Os nautos, cada qual envolto em sua grossa casaca de viagem, eram lançados de um lado para o outro no convés, ao ritmo das ondas; subiam e desciam os lances de escada entre a popa e proa, levando cordames daqui para lá e prendendo ganchos aqui e ali. A cabeça da serpe por pouco não escorregou para fora do navio, tal era a violência do mar, e teve de ser amarrada no mastro anterior. Soark, com o nariz retorcido, maldizia a cada degrau a falta de homens para conduzir o navio e, acima de tudo, maldizia o próprio capitão.

— Pague um maldito escudeiro ou um pajem com o seu ouro se for muito trabalho para você, não é problema meu, sor fuinha — gritou Sime ao homem enquanto trepava no mastro para desenrolar uma corda. — Ou dois, se lhe aprouver.

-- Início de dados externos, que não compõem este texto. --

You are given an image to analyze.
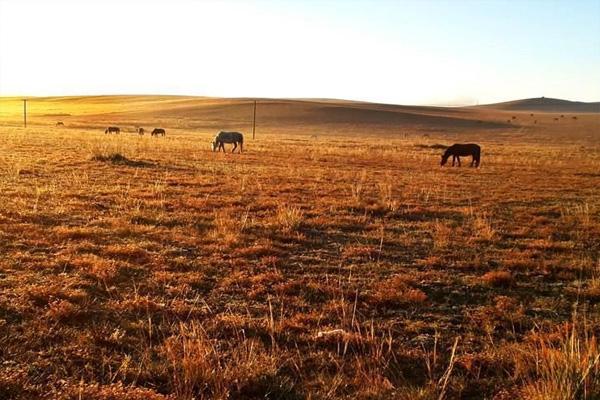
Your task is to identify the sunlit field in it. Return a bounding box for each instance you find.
[0,98,600,400]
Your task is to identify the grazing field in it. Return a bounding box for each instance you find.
[0,97,600,400]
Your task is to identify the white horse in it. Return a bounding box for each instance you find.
[212,131,244,153]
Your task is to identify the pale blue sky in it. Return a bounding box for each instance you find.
[0,0,600,105]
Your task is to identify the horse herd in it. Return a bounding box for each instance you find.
[104,126,167,136]
[104,126,481,167]
[104,126,244,153]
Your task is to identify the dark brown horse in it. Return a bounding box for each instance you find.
[441,143,481,167]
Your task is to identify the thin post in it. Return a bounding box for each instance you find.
[252,100,256,139]
[23,99,27,128]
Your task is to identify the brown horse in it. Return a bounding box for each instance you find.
[441,143,481,167]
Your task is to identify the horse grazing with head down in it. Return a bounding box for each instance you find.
[212,131,244,153]
[441,143,481,167]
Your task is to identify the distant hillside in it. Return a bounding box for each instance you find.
[0,95,513,135]
[478,97,600,113]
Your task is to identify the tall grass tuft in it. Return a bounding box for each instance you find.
[522,314,600,400]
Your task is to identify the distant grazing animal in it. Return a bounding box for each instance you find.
[212,131,244,153]
[440,143,481,167]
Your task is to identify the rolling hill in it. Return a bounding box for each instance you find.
[478,97,600,113]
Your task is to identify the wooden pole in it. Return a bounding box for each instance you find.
[252,100,256,139]
[23,99,27,128]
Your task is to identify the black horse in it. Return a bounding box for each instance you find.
[441,143,481,167]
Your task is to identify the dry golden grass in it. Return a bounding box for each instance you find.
[0,99,600,399]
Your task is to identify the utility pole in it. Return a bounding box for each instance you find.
[252,100,256,139]
[23,99,27,128]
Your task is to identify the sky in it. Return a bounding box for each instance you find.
[0,0,600,105]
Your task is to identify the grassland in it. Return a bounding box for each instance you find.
[0,97,600,399]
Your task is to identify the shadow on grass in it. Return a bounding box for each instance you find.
[92,153,156,168]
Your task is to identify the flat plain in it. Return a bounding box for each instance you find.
[0,96,600,399]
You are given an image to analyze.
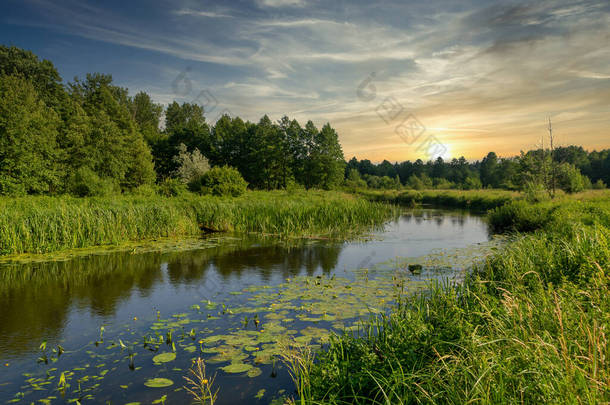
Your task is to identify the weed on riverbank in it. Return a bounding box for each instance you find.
[0,191,398,254]
[297,191,610,404]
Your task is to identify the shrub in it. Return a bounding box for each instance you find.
[463,176,483,190]
[158,179,188,197]
[592,179,606,190]
[130,184,158,197]
[523,181,551,203]
[174,143,210,184]
[67,167,120,197]
[196,166,248,197]
[557,163,587,193]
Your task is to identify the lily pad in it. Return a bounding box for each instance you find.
[153,352,176,363]
[246,367,263,378]
[144,378,174,388]
[222,363,252,374]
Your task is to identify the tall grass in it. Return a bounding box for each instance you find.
[300,191,610,404]
[359,190,521,211]
[0,191,397,254]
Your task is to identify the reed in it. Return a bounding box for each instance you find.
[297,191,610,404]
[0,191,398,255]
[359,190,521,211]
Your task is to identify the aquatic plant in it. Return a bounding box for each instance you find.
[0,191,398,255]
[296,192,610,404]
[184,357,218,405]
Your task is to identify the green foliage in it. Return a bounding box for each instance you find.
[523,181,551,203]
[489,201,549,232]
[344,169,367,190]
[359,190,521,211]
[0,191,398,254]
[297,194,610,404]
[158,178,188,197]
[191,166,248,197]
[556,163,586,193]
[174,143,210,184]
[0,76,60,195]
[67,167,120,197]
[463,176,483,190]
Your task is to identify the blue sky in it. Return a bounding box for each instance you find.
[0,0,610,161]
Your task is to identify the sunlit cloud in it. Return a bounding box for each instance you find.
[7,0,610,160]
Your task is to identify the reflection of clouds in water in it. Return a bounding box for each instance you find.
[0,209,484,357]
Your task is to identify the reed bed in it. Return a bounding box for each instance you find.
[0,191,398,255]
[297,191,610,404]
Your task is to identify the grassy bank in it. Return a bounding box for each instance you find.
[298,193,610,404]
[357,190,521,211]
[0,191,397,255]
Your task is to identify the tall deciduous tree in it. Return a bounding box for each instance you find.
[0,75,60,195]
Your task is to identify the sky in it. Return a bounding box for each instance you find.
[0,0,610,162]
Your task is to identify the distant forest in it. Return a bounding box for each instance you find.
[0,46,610,196]
[346,146,610,192]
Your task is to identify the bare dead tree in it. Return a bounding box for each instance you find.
[549,117,557,198]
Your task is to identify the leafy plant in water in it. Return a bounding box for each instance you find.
[184,357,218,405]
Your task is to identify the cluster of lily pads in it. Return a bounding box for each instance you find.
[2,237,502,403]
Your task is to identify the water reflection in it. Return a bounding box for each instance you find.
[0,238,342,356]
[0,210,488,359]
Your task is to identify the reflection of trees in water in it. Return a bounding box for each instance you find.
[168,240,342,284]
[0,240,341,355]
[401,210,468,228]
[0,253,162,354]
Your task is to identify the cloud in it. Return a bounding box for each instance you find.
[174,9,232,18]
[9,0,610,158]
[258,0,306,7]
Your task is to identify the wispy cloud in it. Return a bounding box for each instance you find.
[5,0,610,159]
[258,0,306,7]
[174,9,232,18]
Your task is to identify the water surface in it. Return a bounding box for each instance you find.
[0,210,489,404]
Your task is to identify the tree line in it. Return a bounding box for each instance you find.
[0,46,610,196]
[345,146,610,192]
[0,46,345,195]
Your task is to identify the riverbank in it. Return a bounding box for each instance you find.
[356,190,522,211]
[296,192,610,404]
[0,191,398,255]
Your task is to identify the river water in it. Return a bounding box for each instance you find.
[0,209,490,404]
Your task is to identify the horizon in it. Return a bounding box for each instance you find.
[0,0,610,162]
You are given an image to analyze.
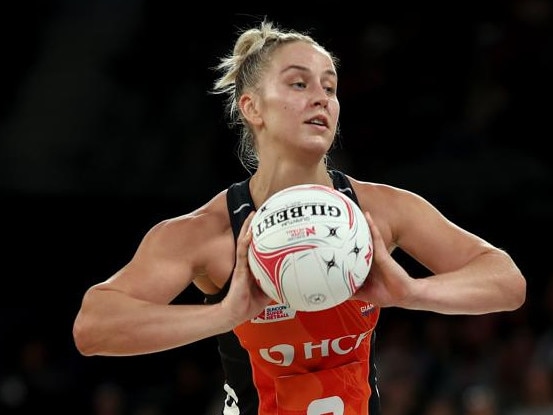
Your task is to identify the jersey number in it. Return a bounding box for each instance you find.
[306,396,344,415]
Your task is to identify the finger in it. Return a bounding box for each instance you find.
[236,212,254,265]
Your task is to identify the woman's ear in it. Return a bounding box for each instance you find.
[238,94,263,125]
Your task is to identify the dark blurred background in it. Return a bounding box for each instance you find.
[0,0,553,415]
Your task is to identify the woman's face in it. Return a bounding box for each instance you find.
[249,42,340,161]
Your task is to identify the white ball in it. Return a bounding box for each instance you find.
[248,184,373,311]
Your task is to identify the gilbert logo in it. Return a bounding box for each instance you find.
[251,304,296,323]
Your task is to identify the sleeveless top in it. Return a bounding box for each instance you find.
[205,170,380,415]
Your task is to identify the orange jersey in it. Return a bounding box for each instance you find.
[234,301,379,415]
[206,171,380,415]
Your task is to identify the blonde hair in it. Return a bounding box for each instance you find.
[212,19,338,172]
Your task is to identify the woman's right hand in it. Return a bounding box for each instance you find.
[221,212,271,327]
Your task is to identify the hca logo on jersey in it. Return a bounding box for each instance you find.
[259,330,372,366]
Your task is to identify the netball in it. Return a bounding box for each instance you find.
[248,184,373,311]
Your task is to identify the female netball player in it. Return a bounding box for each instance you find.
[73,20,526,415]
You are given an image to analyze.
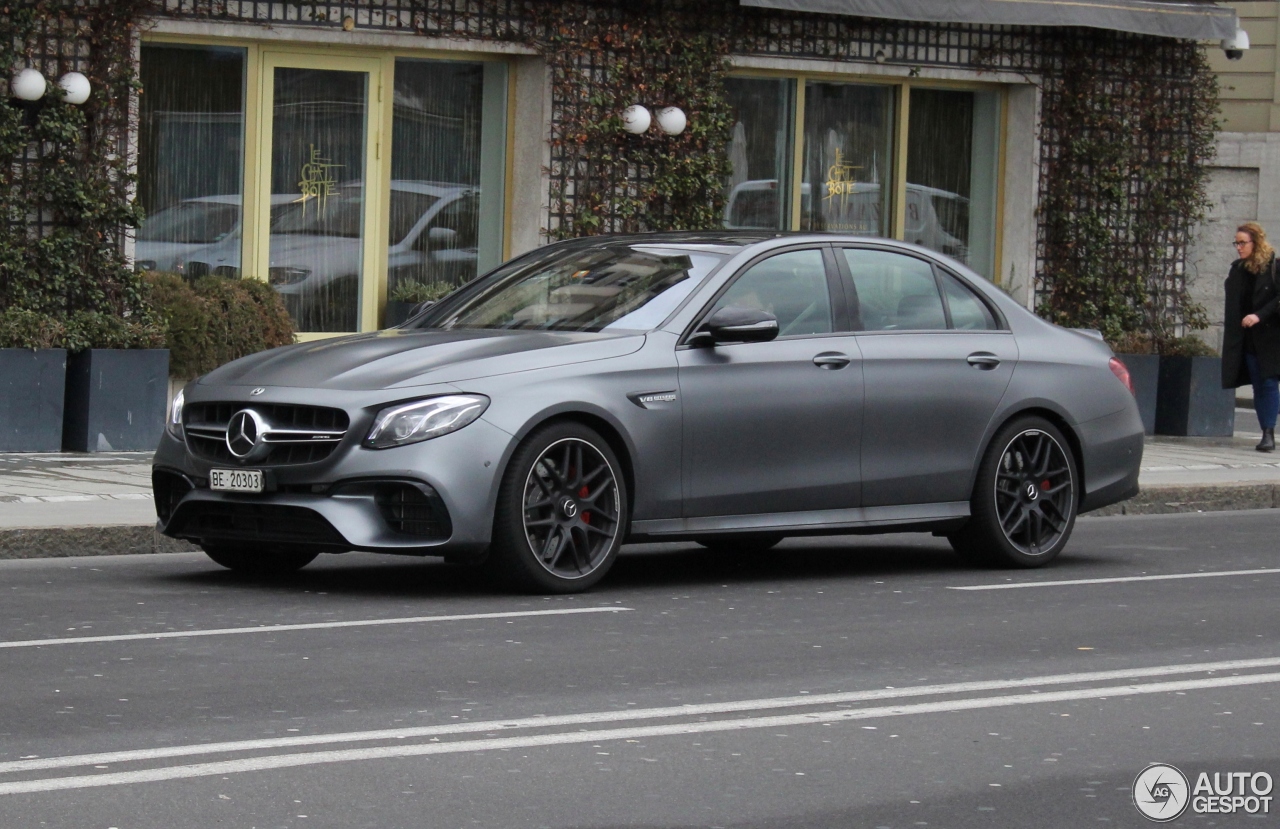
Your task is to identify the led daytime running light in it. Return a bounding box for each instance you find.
[365,394,489,449]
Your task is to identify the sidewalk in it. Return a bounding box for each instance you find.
[0,409,1280,559]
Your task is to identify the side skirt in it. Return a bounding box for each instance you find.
[628,501,969,541]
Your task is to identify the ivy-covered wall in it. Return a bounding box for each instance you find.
[0,0,164,349]
[0,0,1216,345]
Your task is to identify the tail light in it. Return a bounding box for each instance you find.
[1108,357,1135,394]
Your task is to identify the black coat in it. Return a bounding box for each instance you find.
[1222,258,1280,389]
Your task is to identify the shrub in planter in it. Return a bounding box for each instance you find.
[0,308,67,452]
[384,280,457,328]
[63,311,169,452]
[147,274,293,380]
[1156,336,1235,438]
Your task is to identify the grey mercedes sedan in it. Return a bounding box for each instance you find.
[152,233,1142,592]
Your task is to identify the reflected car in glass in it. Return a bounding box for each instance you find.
[187,180,480,331]
[154,232,1143,592]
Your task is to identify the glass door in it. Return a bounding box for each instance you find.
[255,52,383,334]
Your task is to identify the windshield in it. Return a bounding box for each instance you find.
[417,242,724,331]
[137,201,239,244]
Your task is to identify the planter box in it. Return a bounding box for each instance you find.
[1156,357,1235,438]
[63,348,169,452]
[0,348,67,452]
[383,302,421,328]
[1116,354,1160,435]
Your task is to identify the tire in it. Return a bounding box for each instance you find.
[204,545,320,577]
[485,422,628,594]
[694,532,783,555]
[947,417,1080,568]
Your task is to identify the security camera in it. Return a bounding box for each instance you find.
[1222,28,1249,60]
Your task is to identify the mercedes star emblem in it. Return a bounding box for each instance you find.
[227,409,266,458]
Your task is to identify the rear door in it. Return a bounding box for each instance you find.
[677,246,861,517]
[837,247,1018,507]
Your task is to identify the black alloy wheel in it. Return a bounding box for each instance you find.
[950,417,1078,567]
[489,422,627,592]
[202,544,320,577]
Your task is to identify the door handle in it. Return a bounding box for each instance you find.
[969,352,1000,371]
[813,352,849,371]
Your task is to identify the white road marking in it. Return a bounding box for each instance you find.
[947,567,1280,590]
[0,673,1280,794]
[0,605,631,649]
[0,658,1280,774]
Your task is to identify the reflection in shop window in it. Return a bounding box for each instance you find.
[905,88,1000,279]
[268,67,370,331]
[134,45,244,276]
[388,59,507,305]
[724,78,795,230]
[800,82,893,237]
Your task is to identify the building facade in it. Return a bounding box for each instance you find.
[2,0,1239,339]
[1188,3,1280,350]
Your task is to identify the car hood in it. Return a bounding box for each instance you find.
[200,329,644,390]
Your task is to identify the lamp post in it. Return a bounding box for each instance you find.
[622,104,689,136]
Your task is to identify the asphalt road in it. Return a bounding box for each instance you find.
[0,510,1280,829]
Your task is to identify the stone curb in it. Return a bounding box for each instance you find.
[0,484,1280,559]
[0,525,200,559]
[1087,484,1280,516]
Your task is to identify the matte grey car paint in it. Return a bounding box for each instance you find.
[154,233,1142,555]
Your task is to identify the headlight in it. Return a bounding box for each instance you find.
[166,390,183,440]
[365,394,489,449]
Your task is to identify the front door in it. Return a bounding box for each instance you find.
[253,52,385,333]
[677,248,861,518]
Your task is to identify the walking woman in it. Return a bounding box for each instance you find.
[1222,221,1280,452]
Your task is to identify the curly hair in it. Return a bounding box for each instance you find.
[1235,221,1276,274]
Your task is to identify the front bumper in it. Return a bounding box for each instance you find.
[152,418,512,555]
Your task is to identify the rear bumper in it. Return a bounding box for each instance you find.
[1076,404,1143,513]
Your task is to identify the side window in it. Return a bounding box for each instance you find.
[712,249,833,336]
[844,248,947,331]
[942,267,1000,331]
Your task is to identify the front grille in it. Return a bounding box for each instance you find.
[166,501,346,548]
[182,403,351,466]
[374,484,453,540]
[151,470,192,521]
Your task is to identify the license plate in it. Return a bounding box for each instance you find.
[209,470,262,493]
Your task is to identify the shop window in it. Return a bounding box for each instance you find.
[268,67,369,331]
[134,45,244,276]
[724,78,795,230]
[388,58,507,298]
[800,82,893,237]
[904,87,1000,279]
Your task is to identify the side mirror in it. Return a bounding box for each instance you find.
[408,299,435,320]
[691,306,778,345]
[426,228,458,251]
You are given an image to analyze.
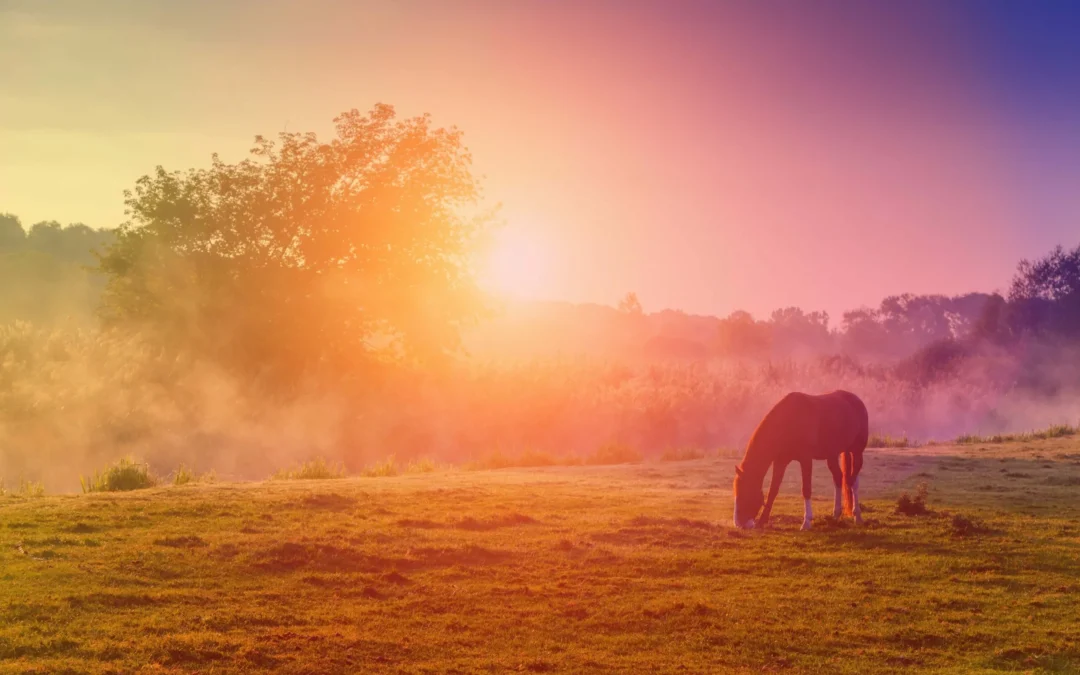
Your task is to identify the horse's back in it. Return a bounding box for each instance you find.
[814,390,869,459]
[751,390,869,459]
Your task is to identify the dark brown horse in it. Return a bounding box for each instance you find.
[734,391,869,529]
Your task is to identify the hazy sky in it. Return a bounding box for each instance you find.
[0,0,1080,319]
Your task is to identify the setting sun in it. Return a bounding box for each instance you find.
[481,227,554,298]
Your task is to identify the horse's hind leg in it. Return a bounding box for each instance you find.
[827,455,843,518]
[851,450,863,525]
[799,459,813,529]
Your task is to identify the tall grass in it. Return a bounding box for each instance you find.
[6,317,1080,481]
[0,478,45,497]
[866,433,919,447]
[270,457,346,481]
[954,424,1080,445]
[79,457,161,494]
[173,463,217,486]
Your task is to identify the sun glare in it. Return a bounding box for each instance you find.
[481,227,553,298]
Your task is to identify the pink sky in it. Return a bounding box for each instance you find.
[0,0,1080,320]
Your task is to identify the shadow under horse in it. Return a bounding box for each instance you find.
[733,391,869,529]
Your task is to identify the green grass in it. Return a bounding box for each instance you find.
[79,457,161,494]
[6,437,1080,674]
[955,424,1080,445]
[270,457,346,481]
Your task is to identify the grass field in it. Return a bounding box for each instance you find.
[0,437,1080,674]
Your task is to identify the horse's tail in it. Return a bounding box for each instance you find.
[840,453,855,515]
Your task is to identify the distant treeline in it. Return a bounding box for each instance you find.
[0,105,1080,485]
[6,203,1080,375]
[0,213,116,325]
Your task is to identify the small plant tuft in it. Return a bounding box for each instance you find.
[585,443,642,464]
[173,464,217,486]
[405,457,438,473]
[362,455,401,478]
[270,457,346,481]
[79,457,160,494]
[866,433,919,447]
[950,513,989,537]
[896,483,930,515]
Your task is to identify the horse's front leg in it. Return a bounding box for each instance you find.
[828,456,843,521]
[799,459,813,529]
[757,461,787,527]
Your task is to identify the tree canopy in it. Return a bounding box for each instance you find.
[100,105,490,376]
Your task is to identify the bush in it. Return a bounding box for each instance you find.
[270,457,346,481]
[79,457,160,494]
[896,483,930,515]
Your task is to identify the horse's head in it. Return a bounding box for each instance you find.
[731,467,765,529]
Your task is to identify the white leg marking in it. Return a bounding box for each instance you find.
[851,476,863,525]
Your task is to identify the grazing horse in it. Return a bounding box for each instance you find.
[733,391,869,529]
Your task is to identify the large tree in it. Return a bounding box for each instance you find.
[100,105,490,377]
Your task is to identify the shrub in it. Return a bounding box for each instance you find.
[896,483,930,515]
[79,457,160,494]
[951,513,988,537]
[18,478,45,497]
[270,457,346,481]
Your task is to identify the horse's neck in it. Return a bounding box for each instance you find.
[740,443,772,481]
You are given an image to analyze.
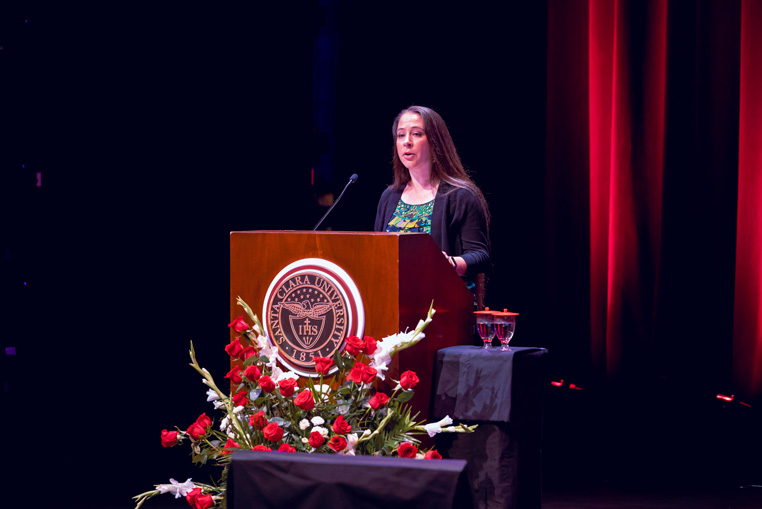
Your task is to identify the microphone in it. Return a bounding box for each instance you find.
[312,173,359,232]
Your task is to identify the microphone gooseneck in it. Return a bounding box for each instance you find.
[312,173,359,232]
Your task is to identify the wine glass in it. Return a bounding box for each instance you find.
[474,308,495,348]
[494,309,519,352]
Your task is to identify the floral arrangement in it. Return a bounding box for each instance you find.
[133,298,476,509]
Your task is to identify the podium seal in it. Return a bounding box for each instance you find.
[262,258,365,377]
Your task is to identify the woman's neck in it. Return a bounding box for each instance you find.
[402,172,439,205]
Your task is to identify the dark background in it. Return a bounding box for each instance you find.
[0,1,751,507]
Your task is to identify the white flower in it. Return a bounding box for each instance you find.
[339,433,358,456]
[424,415,452,437]
[310,426,328,437]
[156,477,196,498]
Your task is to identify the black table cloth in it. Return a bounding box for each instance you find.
[431,346,548,509]
[227,451,471,509]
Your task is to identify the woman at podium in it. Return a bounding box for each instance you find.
[375,106,490,290]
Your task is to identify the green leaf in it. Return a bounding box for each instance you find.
[333,350,344,371]
[394,391,415,403]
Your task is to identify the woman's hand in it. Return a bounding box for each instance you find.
[442,251,468,276]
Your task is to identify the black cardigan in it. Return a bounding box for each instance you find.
[374,182,490,274]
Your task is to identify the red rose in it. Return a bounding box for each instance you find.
[262,422,283,442]
[161,429,177,447]
[186,422,206,440]
[344,336,365,355]
[243,364,262,382]
[328,435,347,452]
[193,493,214,509]
[423,449,442,460]
[363,336,378,355]
[196,412,212,428]
[278,378,296,398]
[313,357,333,375]
[241,346,257,360]
[257,375,275,392]
[278,444,296,452]
[368,392,389,410]
[249,410,267,429]
[185,488,201,507]
[225,366,243,384]
[400,371,420,389]
[294,390,315,410]
[333,415,352,435]
[228,315,249,332]
[347,362,378,384]
[225,338,243,359]
[222,438,241,454]
[233,392,249,406]
[310,431,325,449]
[397,442,418,458]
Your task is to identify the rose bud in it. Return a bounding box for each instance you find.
[344,336,365,355]
[222,438,241,454]
[225,366,243,384]
[186,422,206,440]
[278,444,296,452]
[328,435,347,452]
[368,392,389,410]
[228,315,249,332]
[233,392,249,406]
[161,429,177,447]
[310,431,325,449]
[400,371,420,389]
[314,357,333,375]
[333,415,352,435]
[294,390,315,410]
[258,375,275,392]
[249,410,267,429]
[225,338,243,359]
[262,422,283,442]
[243,364,262,382]
[423,449,442,460]
[362,336,378,355]
[397,442,418,458]
[278,378,296,398]
[196,412,212,428]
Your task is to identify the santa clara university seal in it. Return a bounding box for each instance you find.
[262,258,365,376]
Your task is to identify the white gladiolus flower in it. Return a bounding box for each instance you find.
[339,433,358,456]
[424,415,452,437]
[310,426,328,437]
[156,477,196,498]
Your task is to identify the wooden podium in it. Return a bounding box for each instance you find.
[230,231,474,420]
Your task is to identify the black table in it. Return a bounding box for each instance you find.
[431,346,548,509]
[227,451,471,509]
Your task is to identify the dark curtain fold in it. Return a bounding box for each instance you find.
[546,0,762,398]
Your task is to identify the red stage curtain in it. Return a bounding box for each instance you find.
[733,0,762,398]
[546,0,762,397]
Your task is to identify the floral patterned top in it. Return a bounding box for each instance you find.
[386,199,434,234]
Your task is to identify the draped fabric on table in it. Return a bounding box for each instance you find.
[546,0,762,398]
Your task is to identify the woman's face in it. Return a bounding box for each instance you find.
[397,113,431,172]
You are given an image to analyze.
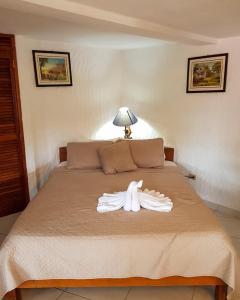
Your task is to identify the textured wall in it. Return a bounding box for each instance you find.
[123,39,240,210]
[16,36,122,195]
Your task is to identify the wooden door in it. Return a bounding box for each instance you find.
[0,34,29,216]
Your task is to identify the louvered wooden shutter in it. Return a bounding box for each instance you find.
[0,34,29,216]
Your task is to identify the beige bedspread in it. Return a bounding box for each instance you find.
[0,166,239,298]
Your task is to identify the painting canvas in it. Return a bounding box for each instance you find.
[187,53,228,93]
[33,50,72,86]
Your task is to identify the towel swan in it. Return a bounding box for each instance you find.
[97,180,173,212]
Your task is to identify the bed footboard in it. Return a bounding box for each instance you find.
[4,276,228,300]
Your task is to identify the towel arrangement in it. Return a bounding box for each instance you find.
[97,180,173,213]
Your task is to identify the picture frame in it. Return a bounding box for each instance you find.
[32,50,72,87]
[186,53,228,93]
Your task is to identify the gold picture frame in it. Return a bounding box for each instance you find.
[186,53,228,93]
[32,50,72,87]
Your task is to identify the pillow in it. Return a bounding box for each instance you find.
[129,138,165,168]
[67,141,112,169]
[98,141,137,174]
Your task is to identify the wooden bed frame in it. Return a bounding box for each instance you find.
[4,147,228,300]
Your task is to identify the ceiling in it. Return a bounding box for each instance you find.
[0,0,240,48]
[68,0,240,38]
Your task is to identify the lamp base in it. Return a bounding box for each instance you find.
[124,126,132,139]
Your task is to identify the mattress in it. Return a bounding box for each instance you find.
[0,164,239,298]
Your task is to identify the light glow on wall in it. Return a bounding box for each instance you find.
[91,117,161,140]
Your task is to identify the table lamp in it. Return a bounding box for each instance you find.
[113,107,138,139]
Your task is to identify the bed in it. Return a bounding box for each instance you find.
[0,147,239,300]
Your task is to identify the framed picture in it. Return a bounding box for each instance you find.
[187,53,228,93]
[32,50,72,87]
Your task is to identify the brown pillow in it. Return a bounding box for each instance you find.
[67,141,112,169]
[98,141,137,174]
[129,138,165,168]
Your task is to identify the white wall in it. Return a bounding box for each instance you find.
[16,36,122,196]
[122,39,240,210]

Mas cale essa boca!

A noite fechada, escura e fria, como eram nos invernos naquela região, pegou-os à deriva. O granizo havia cessado — enfim! — e a chuva dava tréguas de quando em quando; os raios, porém, começaram dardar luz contra as massas negras de nuvens e o estrondo reverberava sobre as águas. Elder, cujo rosto marcado pela fadiga ainda conservava algo de resolução, anunciou o descanso e os nautos dividiram-se turnos de vigia. 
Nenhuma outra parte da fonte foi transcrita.